Het gezin Boerstra wordt enkele maanden later naar een speciaal kamp voor vrouwen en kinderen overgebracht, het Boemikamp in Soerakarta. „De treinreis was ronduit ellendig. Voedsel was er nauwelijks, af en toe kregen we een beetje water. Bovendien had ik de zorg voor enkele patiënten die in een speciale wagon waren ondergebracht. De vreugde was groot toen we eindelijk uit die bedompte ruimte konden.”
Het kamp bestaat uit loodsen die mudvol matrasjes liggen. „Moeder werd aangewezen als zaaloudste en ik werkte in de ziekenboeg. Moeders taak was niet eenvoudig; ze moest het kleine beetje voedsel dat er was eerlijk zien te verdelen. Als bewoners van loods 31 moesten we om de beurt wachtlopen en in het Japans roepen dat alles in orde was. Als je het verkeerd uitsprak, kon je zomaar een klap krijgen. Ik heb vrouwen afgeranseld zien worden met een riem. Een van de slachtoffers was nogal doof, waardoor ze de Japanse bevelen niet had verstaan. Een vriendin wilde tevergeefs voor haar in de bres springen. Ontroerend en dapper.”
Sanitaire voorzieningen in het kamp zijn er niet. Goed voedsel is er nauwelijks. Ziekten liggen op de loer. Kinderen raken massaal aan de diarree. „Ik weet nog hoe sommige kleintjes ’s nachts vanuit de loods op hun blote voetjes naar de ‘wc’ moesten, niet veel later met verkleumde voetjes terugkeerden en vervolgens van hun moeder te horen kregen dat ze niet moesten jammeren.”
Enige lichtpuntje voor de vrouwen is dat de kampcommandant hun goed gezind is. Dat blijkt later, wanneer de Jappen zogeheten troostmeisjes uit de kampen halen voor hun eigen vertier, de redding te zijn voor de vrouwen in het Boemikamp. „Moeder was doodsbang dat haar vier dochters het slachtoffer zouden worden. Een van de vrouwen nam het initiatief om op het centrale plein in het kamp, bij de commandantswoning, met zijn allen te gaan bidden. Religieus of niet, iedereen deed mee. Er is nooit iemand als troostmeisje uit ons kamp gehaald.”

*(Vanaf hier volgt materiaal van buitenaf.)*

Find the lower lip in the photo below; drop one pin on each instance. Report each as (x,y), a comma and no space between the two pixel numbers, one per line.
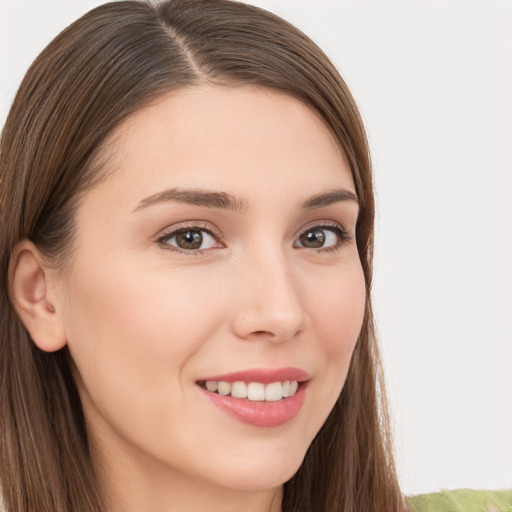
(260,414)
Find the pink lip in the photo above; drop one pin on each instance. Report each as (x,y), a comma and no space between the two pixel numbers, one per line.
(261,414)
(263,375)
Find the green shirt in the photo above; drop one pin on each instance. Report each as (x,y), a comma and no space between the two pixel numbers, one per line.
(462,500)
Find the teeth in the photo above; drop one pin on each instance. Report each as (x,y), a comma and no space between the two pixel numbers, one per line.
(273,392)
(239,389)
(255,391)
(224,388)
(286,388)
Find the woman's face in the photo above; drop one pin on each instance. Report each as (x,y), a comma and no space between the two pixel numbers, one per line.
(220,248)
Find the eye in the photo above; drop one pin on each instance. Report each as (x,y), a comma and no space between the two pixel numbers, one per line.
(323,237)
(190,239)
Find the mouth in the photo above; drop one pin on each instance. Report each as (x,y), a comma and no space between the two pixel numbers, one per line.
(262,398)
(252,391)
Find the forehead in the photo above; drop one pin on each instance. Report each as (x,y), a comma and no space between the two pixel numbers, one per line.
(247,139)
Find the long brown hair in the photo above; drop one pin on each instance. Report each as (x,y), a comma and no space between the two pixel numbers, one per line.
(103,68)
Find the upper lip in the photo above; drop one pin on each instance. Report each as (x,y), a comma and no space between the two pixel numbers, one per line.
(263,375)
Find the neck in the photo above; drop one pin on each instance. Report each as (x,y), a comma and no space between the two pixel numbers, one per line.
(131,485)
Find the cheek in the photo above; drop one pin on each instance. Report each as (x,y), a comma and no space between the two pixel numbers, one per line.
(339,311)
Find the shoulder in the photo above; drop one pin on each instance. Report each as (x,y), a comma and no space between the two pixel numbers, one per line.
(462,500)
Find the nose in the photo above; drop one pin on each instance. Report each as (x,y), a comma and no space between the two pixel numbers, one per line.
(268,302)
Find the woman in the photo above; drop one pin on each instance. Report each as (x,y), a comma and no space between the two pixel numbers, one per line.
(186,317)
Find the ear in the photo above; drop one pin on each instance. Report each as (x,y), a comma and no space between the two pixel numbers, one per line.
(34,297)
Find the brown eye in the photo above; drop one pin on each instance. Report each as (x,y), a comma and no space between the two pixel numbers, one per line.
(313,238)
(189,239)
(322,237)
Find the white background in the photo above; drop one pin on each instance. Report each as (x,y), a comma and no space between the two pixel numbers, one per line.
(433,80)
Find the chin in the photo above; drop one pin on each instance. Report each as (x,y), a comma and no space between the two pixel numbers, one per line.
(258,474)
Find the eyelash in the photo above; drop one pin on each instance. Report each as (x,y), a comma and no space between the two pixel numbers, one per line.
(343,235)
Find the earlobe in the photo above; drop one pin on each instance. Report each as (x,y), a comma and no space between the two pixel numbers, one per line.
(30,291)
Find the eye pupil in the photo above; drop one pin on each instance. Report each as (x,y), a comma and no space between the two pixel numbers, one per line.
(189,239)
(313,238)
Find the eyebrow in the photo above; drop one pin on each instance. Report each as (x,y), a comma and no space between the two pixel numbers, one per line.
(223,200)
(196,197)
(328,198)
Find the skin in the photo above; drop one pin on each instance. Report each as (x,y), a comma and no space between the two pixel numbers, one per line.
(144,321)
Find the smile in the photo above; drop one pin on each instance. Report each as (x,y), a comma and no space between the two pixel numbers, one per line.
(262,397)
(254,391)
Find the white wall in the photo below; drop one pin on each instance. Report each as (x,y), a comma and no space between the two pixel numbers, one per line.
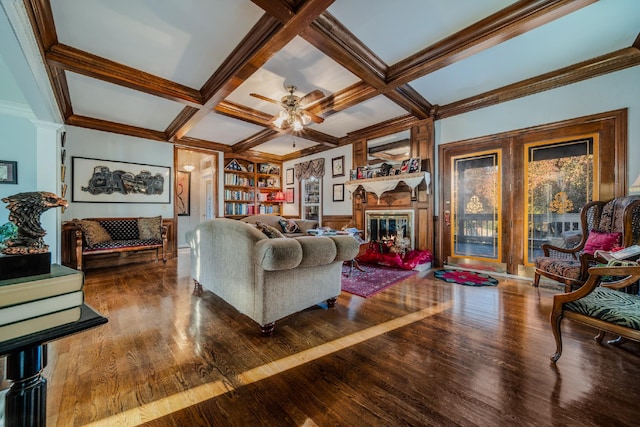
(606,93)
(109,146)
(329,207)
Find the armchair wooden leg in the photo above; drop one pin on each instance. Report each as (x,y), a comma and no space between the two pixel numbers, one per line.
(267,330)
(197,289)
(555,328)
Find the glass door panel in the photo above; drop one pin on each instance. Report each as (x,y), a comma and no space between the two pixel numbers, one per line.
(559,181)
(476,207)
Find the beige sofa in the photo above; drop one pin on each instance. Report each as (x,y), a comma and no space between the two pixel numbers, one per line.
(274,221)
(267,279)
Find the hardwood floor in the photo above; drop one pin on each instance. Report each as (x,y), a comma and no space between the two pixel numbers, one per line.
(423,352)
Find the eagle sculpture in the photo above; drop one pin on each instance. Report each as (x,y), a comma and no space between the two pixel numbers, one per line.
(25,210)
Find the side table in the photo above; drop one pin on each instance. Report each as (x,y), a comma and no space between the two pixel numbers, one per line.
(26,400)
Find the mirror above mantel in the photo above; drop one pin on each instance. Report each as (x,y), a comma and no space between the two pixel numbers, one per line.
(391,149)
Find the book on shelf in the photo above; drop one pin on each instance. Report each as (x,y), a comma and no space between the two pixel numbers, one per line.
(40,323)
(60,280)
(31,309)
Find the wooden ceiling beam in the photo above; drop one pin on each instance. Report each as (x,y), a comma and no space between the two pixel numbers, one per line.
(615,61)
(107,126)
(509,22)
(87,64)
(242,112)
(202,143)
(265,39)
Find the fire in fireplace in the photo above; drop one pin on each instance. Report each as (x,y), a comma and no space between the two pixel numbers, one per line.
(390,227)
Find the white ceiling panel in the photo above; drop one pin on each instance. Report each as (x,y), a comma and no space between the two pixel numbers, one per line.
(283,145)
(561,43)
(366,114)
(106,101)
(182,41)
(394,30)
(299,64)
(222,129)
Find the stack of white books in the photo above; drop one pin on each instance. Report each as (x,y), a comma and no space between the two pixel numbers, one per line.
(35,303)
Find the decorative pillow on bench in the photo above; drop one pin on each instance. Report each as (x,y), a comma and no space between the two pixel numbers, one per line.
(149,228)
(93,232)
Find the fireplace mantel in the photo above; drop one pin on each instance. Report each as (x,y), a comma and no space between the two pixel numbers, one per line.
(387,183)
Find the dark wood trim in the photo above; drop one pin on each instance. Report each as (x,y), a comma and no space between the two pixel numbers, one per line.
(107,126)
(509,22)
(87,64)
(615,61)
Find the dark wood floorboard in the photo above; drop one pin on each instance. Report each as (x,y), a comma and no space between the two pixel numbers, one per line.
(423,352)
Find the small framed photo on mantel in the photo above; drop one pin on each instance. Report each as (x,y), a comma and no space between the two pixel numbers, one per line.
(8,172)
(337,166)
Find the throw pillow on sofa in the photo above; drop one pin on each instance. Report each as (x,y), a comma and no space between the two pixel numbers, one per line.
(93,232)
(149,228)
(289,226)
(269,231)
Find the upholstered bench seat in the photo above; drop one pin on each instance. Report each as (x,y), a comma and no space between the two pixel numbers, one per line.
(131,244)
(610,306)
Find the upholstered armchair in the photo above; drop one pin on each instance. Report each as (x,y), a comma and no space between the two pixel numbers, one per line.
(267,279)
(599,221)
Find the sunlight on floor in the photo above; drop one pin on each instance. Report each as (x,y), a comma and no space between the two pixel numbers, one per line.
(187,398)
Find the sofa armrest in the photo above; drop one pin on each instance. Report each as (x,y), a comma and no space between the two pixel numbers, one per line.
(277,254)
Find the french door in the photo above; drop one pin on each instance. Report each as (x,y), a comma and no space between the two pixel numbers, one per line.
(503,196)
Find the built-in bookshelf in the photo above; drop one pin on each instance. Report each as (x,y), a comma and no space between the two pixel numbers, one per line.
(251,188)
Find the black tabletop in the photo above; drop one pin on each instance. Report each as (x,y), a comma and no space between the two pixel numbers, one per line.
(89,318)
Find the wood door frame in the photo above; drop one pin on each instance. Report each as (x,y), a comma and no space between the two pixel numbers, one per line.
(611,128)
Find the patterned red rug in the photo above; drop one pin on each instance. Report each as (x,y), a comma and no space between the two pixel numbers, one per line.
(374,279)
(463,277)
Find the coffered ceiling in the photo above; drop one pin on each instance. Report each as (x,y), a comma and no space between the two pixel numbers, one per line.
(183,71)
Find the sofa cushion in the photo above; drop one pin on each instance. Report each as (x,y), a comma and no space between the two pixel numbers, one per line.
(93,232)
(277,254)
(289,226)
(149,228)
(269,231)
(316,250)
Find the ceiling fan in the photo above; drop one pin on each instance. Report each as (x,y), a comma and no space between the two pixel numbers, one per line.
(294,114)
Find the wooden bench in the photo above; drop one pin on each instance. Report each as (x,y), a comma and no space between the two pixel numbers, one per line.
(600,304)
(125,240)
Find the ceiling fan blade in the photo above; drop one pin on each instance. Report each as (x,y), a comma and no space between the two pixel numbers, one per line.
(314,117)
(264,98)
(312,96)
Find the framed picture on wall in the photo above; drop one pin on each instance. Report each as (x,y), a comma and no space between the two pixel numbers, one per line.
(338,192)
(183,193)
(107,181)
(337,166)
(8,172)
(289,195)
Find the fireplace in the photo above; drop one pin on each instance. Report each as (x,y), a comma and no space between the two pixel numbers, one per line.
(391,227)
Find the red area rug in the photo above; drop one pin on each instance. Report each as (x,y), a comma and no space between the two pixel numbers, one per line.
(374,279)
(463,277)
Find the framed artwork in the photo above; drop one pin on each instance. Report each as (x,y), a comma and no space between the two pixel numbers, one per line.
(289,196)
(107,181)
(8,172)
(183,193)
(337,166)
(338,192)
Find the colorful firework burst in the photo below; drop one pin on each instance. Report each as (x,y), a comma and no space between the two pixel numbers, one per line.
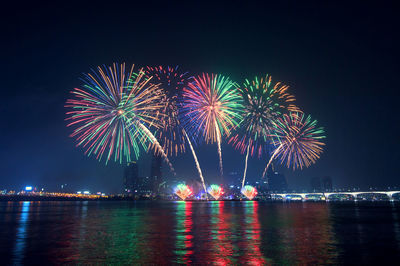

Moeder Boerstra wordt niet lang daarna met haar vier dochters overgebracht naar het kamp Moentilan en vervolgens naar Ambarawa. „Daar hadden we de beroerdste tijd. Voedsel werd steeds schaarser. Vrouwen en kinderen raakten ziek. Door een chronisch vitaminetekort raakte ik tijdelijk verlamd aan mijn benen. Ik lag in de ziekenboeg. Plotseling riep iemand: „Dubbel eten, dubbel eten!” We beseften dat de bevrijders in aantocht waren.”
Die bevrijding door de Britten laat echter nog op zich wachten. Jonge Indonesiërs zien hun kans schoon om het leven van de blanke Nederlanders zuur te maken. „Intussen zaten we met het hele gezin in een opvangkamp op Centraal-Java. Het gevaar dreigde overal. Op een dag werd ik met enkele anderen buiten het kamp aangehouden door Indonesische strijders. Hun commandant gaf een van zijn ondergeschikten de opdracht om ons tegen de muur te zetten. De jongeman weigerde. Hij zei dat hij nooit op weerloze vrouwen zou schieten.”
Na haar trouwdag in april 1946 keert de jonge Gitz-Boerstra terug naar Nederland. Haar kersverse man blijft vechten in het KNIL en komt in 1950 voorgoed naar Nederland. Vandaag zijn ze beiden, ondanks hun hoge leeftijd, bij de herdenking in Bronbeek. „Het is goed om een dag onder elkaar te zijn als mensen die elkaar uit het kampleven kennen. Die band blijft.”